ABSTRACT

In computer-aided design and analysis of engineered systems such as automobiles or semiconductor chips, computational models are simulated on high-performance computers to characterize and evaluate key attributes. The sheer scale of such high-performance computing systems, e.g., over 20 billion transistors in Summit (one of the world's fastest supercomputers), increases the likelihood of transient hardware faults from events such as cosmic radiation or processor-chip voltage fluctuations. The likelihood of such errors and their negative impacts are further increased as such simulations are typically long running, and the corruption of a single data field or variable may require weeks to months of re-computations before critical decisions can be made. This project will develop automated approaches that bring fault tolerance to hardware faults for such applications which are widely used not only across multiple industrial sectors but to also increase the predictive power of climate or weather models to aid critical decision making.

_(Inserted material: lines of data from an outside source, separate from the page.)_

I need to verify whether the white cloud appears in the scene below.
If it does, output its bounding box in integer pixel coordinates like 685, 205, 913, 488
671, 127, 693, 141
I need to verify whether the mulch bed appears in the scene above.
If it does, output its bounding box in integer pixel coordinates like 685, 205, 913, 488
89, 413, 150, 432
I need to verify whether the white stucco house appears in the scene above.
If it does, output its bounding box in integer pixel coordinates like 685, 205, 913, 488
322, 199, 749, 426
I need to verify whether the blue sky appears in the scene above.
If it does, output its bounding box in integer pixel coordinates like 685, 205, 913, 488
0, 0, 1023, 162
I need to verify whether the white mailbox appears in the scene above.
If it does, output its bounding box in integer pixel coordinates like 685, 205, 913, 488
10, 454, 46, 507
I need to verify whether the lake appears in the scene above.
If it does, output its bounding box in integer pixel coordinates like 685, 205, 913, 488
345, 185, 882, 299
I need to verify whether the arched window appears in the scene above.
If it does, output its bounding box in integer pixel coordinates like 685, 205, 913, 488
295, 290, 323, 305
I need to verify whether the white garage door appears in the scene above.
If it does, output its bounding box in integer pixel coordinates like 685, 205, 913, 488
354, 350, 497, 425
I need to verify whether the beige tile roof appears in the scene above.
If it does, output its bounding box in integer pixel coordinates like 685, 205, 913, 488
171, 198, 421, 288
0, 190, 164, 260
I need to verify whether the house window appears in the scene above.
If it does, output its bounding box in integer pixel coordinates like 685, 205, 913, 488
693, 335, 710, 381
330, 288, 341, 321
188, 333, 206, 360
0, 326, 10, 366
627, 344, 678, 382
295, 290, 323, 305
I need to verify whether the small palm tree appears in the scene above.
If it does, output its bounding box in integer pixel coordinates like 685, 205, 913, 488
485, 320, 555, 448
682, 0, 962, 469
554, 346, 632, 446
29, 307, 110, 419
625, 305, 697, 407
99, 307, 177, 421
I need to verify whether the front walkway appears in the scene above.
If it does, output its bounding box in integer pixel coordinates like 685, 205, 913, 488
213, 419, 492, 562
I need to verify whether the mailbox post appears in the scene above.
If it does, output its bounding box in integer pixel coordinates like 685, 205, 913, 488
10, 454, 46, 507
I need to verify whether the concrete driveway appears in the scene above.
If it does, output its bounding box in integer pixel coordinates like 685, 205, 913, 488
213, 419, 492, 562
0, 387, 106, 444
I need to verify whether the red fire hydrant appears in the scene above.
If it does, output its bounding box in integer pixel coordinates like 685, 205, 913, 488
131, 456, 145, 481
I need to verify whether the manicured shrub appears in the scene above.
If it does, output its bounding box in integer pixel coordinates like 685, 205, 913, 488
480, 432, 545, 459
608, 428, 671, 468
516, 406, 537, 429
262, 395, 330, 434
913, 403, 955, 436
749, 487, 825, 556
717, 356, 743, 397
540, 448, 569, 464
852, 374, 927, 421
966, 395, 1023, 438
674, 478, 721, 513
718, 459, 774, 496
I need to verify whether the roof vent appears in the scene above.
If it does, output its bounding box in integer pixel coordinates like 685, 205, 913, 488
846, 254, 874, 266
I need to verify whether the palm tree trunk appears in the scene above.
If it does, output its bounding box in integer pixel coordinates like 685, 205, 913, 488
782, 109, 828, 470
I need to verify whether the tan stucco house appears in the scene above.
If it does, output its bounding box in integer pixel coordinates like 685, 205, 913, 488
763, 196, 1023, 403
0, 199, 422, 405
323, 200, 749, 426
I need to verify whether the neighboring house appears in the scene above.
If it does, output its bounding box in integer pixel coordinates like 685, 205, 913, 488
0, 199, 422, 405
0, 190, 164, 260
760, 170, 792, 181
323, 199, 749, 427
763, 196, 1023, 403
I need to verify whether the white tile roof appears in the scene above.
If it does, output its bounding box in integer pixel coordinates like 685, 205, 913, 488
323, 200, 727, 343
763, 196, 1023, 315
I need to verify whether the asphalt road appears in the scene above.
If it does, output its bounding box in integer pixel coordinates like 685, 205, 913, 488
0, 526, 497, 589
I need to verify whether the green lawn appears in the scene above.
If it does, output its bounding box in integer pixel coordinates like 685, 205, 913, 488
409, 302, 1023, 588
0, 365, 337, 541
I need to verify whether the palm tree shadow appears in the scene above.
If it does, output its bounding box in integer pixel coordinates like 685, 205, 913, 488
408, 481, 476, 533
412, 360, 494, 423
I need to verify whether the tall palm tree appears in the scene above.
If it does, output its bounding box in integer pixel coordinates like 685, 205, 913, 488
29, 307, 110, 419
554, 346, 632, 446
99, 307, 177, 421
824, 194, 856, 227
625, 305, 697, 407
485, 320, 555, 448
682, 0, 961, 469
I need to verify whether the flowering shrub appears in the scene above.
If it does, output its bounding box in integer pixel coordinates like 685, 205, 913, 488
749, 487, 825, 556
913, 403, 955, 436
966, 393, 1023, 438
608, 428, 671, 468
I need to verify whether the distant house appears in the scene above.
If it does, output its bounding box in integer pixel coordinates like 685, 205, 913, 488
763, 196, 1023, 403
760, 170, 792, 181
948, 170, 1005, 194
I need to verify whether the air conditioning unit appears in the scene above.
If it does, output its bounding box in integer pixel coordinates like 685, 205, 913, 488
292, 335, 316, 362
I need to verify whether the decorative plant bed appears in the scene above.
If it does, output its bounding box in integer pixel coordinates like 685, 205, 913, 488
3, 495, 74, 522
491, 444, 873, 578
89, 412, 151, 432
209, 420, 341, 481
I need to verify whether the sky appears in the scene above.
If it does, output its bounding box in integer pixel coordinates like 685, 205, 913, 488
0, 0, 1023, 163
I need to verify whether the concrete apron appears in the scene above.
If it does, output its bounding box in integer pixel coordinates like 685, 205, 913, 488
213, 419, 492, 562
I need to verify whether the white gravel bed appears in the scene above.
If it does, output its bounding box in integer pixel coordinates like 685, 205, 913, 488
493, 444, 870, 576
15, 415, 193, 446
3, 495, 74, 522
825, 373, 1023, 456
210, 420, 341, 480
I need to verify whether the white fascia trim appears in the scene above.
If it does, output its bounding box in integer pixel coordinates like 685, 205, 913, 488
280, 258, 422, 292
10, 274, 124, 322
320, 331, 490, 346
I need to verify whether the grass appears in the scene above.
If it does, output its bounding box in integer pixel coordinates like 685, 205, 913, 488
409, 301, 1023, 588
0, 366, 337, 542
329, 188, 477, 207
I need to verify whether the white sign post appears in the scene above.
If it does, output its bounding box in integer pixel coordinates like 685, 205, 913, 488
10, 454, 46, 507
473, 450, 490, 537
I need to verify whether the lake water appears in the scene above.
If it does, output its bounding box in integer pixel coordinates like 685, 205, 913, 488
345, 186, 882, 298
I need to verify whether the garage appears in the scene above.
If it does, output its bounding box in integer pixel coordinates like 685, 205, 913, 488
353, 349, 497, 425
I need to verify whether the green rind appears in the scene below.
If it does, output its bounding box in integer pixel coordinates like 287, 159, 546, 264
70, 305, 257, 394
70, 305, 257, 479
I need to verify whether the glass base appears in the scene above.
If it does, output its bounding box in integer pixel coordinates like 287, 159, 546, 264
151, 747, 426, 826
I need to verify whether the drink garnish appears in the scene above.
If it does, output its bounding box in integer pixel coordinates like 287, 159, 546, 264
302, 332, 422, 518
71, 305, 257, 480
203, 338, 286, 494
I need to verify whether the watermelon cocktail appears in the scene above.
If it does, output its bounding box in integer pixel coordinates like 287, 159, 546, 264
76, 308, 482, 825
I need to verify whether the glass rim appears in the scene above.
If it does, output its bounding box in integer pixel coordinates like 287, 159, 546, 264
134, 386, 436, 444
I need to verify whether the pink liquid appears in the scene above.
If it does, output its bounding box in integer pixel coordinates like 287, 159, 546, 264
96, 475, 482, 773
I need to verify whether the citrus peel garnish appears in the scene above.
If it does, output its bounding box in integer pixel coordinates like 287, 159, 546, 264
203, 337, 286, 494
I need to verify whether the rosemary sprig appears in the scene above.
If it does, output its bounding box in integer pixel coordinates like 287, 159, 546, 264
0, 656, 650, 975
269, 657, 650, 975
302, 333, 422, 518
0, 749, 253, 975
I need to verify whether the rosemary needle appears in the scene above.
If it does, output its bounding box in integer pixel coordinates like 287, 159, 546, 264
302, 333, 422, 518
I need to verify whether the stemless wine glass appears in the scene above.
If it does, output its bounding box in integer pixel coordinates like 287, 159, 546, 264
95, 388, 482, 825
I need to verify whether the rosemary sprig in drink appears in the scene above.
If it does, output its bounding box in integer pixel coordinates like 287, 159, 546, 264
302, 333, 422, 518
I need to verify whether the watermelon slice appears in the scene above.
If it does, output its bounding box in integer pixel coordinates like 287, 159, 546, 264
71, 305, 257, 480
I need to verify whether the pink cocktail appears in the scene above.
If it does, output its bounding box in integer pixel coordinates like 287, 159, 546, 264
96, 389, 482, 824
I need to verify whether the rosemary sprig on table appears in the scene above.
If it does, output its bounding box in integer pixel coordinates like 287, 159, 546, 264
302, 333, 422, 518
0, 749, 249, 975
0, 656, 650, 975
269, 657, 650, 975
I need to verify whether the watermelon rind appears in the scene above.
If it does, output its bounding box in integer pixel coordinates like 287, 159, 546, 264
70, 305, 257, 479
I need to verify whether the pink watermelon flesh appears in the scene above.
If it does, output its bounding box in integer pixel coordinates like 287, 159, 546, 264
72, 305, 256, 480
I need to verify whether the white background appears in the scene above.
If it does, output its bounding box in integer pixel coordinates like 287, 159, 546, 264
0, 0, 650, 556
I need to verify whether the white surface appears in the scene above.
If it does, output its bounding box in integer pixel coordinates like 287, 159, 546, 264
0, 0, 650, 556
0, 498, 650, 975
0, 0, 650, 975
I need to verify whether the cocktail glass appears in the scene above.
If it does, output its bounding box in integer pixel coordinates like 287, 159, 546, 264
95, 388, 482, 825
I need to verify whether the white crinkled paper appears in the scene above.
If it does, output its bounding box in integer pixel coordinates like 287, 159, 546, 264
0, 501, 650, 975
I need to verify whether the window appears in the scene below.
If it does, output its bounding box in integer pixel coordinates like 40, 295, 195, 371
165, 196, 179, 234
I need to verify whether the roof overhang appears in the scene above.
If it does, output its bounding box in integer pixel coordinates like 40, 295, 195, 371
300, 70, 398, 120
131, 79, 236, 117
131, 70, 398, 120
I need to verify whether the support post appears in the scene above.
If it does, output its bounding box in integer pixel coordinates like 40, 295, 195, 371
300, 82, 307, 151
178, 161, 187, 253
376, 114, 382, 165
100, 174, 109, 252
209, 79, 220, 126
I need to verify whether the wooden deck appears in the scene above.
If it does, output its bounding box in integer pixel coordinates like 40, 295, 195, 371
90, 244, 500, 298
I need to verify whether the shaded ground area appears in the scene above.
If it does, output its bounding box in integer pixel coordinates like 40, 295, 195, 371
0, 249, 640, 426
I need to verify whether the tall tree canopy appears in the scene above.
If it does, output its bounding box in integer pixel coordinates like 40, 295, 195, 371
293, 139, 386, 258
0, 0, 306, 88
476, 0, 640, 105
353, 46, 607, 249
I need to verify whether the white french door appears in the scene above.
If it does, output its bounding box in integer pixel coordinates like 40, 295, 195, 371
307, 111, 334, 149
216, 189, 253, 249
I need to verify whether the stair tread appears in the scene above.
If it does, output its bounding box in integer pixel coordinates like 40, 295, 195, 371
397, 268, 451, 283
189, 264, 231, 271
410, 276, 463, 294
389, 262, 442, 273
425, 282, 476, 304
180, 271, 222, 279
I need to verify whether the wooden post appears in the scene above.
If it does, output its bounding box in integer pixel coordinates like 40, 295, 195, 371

Traditional fault-tolerant schemes can be either application-specific, requiring significant programmer effort to redesign or customize large-scale software, or application-agnostic where all or most data are redundantly stored periodically to allow for recovery, thus limiting their scalability due to their significant memory and processing overheads. This project seeks to address these limitations by providing a theoretical foundation for a new class of fault-tolerant schemes that are suitable for the broad array of applications based on iterative numerical simulations that evolve over time on discretized spatial domains. This project is based on the premise that in such physics-based applications, the rate of change of the solution vector components across time steps (iterations) and spatial domains is a key metric to automatically identifying the critical computational variables, monitoring their evolution, and dynamically selecting the type of safeguarding techniques that should be applied. The investigators will pursue three key directions: (i) characterizing the intrinsic resiliency of the application by developing resiliency gradient metrics, (ii) developing and testing fault-tolerance schemes that adapt the level and type of protection to the resiliency gradient with the goal of reducing computational overheads and increasing scalability, and (iii) constructing an automatic online decision-based learning framework for adaptively selecting fault-tolerance methods in relation to the system's ability to use approximate computing and co-scheduling techniques. The investigators will also work closely with application and runtime system developers to seek broader use of this fault tolerance framework, develop specialized undergraduate and graduate curriculum for student training, and offer research experiences to high school students.

This award reflects NSF's statutory mission and has been deemed worthy of support through evaluation using the Foundation's intellectual merit and broader impacts review criteria.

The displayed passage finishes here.